Coronakrise trifft die Ärmsten besonders hart

Elisabeth Wissel

Obwohl die Zahl der Obdachlosen in Berlin und im Bezirk im Januar bei der Zählung geringer als erwartet ausgefallen war, bleibt es doch eine Tatsache, dass Obdachlosigkeit existiert und augenscheinlich wieder zugenommen hat. Es gibt nicht genug Wohnungen für einkommensarme Menschen und keine kommunale Liegenschaft mehr für die Unterbringung von Wohnungslosen und zu wenige Plätze für das geschützte Marktsegment.

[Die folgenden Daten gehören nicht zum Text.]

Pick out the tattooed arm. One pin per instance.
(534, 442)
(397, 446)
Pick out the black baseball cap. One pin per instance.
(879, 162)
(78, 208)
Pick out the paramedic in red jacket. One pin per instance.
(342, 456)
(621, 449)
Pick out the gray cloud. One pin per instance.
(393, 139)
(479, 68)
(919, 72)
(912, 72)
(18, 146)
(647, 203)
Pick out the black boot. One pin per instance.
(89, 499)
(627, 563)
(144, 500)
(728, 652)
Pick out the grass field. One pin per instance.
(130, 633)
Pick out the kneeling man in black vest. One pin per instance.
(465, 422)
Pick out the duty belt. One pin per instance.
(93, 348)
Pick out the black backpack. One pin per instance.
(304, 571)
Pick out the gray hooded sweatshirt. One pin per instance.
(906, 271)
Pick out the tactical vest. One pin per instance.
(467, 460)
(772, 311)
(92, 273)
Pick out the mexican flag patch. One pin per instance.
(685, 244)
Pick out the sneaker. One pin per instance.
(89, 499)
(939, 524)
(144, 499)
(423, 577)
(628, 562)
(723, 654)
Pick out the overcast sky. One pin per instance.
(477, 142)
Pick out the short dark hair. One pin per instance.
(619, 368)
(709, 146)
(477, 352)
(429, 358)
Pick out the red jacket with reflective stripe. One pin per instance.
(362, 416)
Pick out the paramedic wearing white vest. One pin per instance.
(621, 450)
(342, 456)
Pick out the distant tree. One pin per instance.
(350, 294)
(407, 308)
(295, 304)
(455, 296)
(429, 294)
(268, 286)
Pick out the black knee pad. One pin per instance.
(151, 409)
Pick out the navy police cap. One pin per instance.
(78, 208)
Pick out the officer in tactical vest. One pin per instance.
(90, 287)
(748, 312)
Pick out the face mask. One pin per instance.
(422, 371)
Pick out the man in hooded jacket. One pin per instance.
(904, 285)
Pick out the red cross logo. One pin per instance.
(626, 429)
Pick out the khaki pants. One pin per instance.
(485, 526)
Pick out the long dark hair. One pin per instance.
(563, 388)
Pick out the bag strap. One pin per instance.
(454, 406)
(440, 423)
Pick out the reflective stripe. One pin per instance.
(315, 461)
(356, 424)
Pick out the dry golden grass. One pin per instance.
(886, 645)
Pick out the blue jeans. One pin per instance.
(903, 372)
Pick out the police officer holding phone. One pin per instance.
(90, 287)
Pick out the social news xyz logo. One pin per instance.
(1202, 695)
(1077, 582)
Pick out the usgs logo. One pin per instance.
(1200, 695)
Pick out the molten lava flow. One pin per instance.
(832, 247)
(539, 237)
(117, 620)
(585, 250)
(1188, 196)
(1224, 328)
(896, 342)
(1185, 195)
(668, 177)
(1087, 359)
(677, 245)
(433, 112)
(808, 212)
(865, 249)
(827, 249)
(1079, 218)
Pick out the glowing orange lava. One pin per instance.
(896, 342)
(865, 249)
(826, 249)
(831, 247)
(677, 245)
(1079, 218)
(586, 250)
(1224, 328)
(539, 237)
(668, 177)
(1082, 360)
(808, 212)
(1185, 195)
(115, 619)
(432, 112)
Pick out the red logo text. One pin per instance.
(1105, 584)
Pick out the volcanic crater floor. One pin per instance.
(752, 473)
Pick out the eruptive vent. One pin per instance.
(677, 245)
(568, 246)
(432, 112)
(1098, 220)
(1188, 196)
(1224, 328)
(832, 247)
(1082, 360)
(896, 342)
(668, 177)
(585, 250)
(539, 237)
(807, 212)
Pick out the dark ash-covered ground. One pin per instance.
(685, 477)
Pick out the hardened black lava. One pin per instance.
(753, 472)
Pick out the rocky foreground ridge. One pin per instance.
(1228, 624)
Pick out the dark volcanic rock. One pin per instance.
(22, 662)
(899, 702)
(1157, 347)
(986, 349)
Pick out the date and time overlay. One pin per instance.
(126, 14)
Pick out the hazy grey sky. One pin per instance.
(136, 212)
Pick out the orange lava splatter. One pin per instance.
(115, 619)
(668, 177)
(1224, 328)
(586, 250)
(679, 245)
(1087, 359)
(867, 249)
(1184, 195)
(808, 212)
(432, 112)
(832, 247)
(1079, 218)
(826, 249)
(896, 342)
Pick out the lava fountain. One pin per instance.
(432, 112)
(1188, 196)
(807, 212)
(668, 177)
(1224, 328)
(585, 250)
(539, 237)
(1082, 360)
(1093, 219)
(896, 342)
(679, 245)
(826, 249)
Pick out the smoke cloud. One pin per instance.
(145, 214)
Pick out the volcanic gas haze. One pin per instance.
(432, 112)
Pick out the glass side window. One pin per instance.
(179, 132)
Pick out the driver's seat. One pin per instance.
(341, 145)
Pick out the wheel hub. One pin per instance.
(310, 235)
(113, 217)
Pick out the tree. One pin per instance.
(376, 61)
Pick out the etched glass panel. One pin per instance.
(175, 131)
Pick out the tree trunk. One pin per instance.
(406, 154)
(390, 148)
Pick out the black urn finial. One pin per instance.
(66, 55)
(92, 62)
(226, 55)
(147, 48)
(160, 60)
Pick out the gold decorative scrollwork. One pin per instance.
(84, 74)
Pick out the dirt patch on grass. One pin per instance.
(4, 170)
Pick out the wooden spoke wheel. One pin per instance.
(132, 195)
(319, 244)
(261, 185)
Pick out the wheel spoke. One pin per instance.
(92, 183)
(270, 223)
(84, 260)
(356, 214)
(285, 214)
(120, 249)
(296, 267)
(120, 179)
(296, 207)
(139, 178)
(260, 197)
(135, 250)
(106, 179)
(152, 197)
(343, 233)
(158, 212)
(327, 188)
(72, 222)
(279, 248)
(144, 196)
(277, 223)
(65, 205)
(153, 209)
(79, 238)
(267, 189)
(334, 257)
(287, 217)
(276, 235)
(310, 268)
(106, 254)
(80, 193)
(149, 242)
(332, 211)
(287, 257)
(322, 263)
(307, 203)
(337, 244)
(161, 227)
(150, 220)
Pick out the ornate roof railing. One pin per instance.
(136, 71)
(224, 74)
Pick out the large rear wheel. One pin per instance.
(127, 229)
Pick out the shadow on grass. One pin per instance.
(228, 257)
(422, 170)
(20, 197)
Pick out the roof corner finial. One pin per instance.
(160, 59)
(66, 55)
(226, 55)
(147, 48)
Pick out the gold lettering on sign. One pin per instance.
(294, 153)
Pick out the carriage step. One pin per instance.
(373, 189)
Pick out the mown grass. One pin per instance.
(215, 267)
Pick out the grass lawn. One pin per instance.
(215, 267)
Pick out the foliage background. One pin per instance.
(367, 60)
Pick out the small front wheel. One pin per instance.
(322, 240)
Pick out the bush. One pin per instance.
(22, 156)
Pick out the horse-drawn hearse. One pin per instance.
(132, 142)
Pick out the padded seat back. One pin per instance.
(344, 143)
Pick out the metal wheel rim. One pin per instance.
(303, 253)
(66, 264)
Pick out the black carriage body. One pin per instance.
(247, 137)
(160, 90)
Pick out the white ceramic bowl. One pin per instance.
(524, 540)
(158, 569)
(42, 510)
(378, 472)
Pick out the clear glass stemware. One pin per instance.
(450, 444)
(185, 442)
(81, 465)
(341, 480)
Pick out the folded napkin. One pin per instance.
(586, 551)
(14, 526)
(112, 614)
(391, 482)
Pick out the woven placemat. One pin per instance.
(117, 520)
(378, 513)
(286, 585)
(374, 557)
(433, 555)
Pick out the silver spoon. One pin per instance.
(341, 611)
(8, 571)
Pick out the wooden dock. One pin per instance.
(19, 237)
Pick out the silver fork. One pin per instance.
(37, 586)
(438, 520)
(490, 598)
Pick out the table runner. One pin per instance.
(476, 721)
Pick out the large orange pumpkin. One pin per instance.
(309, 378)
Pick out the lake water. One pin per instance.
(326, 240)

Besonders EU-Ausländer:innen aus osteuropäischen Staaten, die nach erfolgloser Arbeitssuche auf der Straße gelandet sind, haben dabei einen schweren Stand. Hier handelt das Bezirksamt nach Einzelfall und stellt eine Notunterkunft bereit. Insgesamt sind gegenwärtig 2123 Haushalte in einer Einrichtung untergebracht, davon 316 Paare mit drei Kindern und mehr und 1394 Einzel-Personen. Bei beiden Gruppen ist die Verweildauer mit über drei Jahren am höchsten. Der Anstieg gegenüber den Vorjahren ist dabei beträchtlich. Es macht die Not der Menschen, die von ihrem Alltag entwurzelt sind, deutlich, die in einer reichen Gesellschaft nicht sein dürfte. Behörden könnten hier Abhilfe schaffen, allein mit der Abschaffung von Sanktionen und Zwangsräumungen durch Jobcenter und Sozialamt, aber zu diesen Maßnahmen wäre vor allem die Bundesregierung gefragt, die eher mit kleinen Hilfsprogrammen arbeitet, anstatt das Problem insgesamt anzugehen.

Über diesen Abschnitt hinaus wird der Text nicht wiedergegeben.